Publication details

Chilling effects on primary photosynthetic processes in Medicago sativa: Acclimatory changes after short- and long-term exposure to low temperatures

Authors

LANG Jaroslav BARTÁK Miloš HÁJEK Josef VÁCZI Peter ZIKMUNDOVÁ Bára

Year of publication 2020
Type Article in Periodical
Magazine / Source Biologia
MU Faculty or unit

Faculty of Science

Citation
Web https://link.springer.com/article/10.2478/s11756-020-00470-6
Doi http://dx.doi.org/10.2478/s11756-020-00470-6
Keywords Alfalfa; Chlorophyll fluorescence; Photosystem II
Description Two cutivars (cv.) of alfalfa (Medicago sativa L.) were used to study the influence of chilling on chlorophyll fluorescence parameters related to the photosynthetic performance of photosystem II (PS II). Potted plants were exposed to two chilling treatments (10 and 5 degrees C) for 15 and 22 days, respectively. After the chilling, basic chlorophyll fluorescence parameters (F-V/F-M, phi(PSII), qN) and chlorophyll fluorescence signals emitted from light-harvesting complexes (F-0 - backgroung chlorophyll fluorescence) were measured by slow Kautsky kinetics supplemented by quenching analysis. Short-term effect of 5 degrees C was evaluated by fast chlorophyll fluorescence transients (OJIPs).

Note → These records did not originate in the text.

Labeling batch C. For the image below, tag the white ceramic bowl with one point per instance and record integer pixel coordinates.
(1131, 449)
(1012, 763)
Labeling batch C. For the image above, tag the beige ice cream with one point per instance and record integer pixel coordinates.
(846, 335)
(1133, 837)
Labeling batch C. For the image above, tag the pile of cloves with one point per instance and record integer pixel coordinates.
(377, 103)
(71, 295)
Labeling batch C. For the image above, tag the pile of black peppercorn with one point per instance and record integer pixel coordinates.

Chilling did not lead to any change in F-V/F-M and phi(PSII) in both cultivars, indicating their chilling tolerance. Background chlorophyll fluorescence showed a chilling-induced increase in the cv. Zuzana but not the cv. Holyna. The F-0 increase was attributed to functional detachment of light-harvesting complexes from core PS II. In both cultivars, chilling treatment led to a decrease in non-photochemical quenching (qN). This decrease was attributed to a long-term acclimation of plants to low temperatures and the adjustment of PS II processes and photosynthetic performance. The shape of OJIP curves and OJIP-derived chlorophyll fluorescence parameters were found to be temperature-dependent after a short-term exposition to 5 degrees C. Both alfalfa cultivars showed chilling tolerance; however, the results suggest that the cv. Holyna may be more chilling-tolerant than the cv. Zuzana.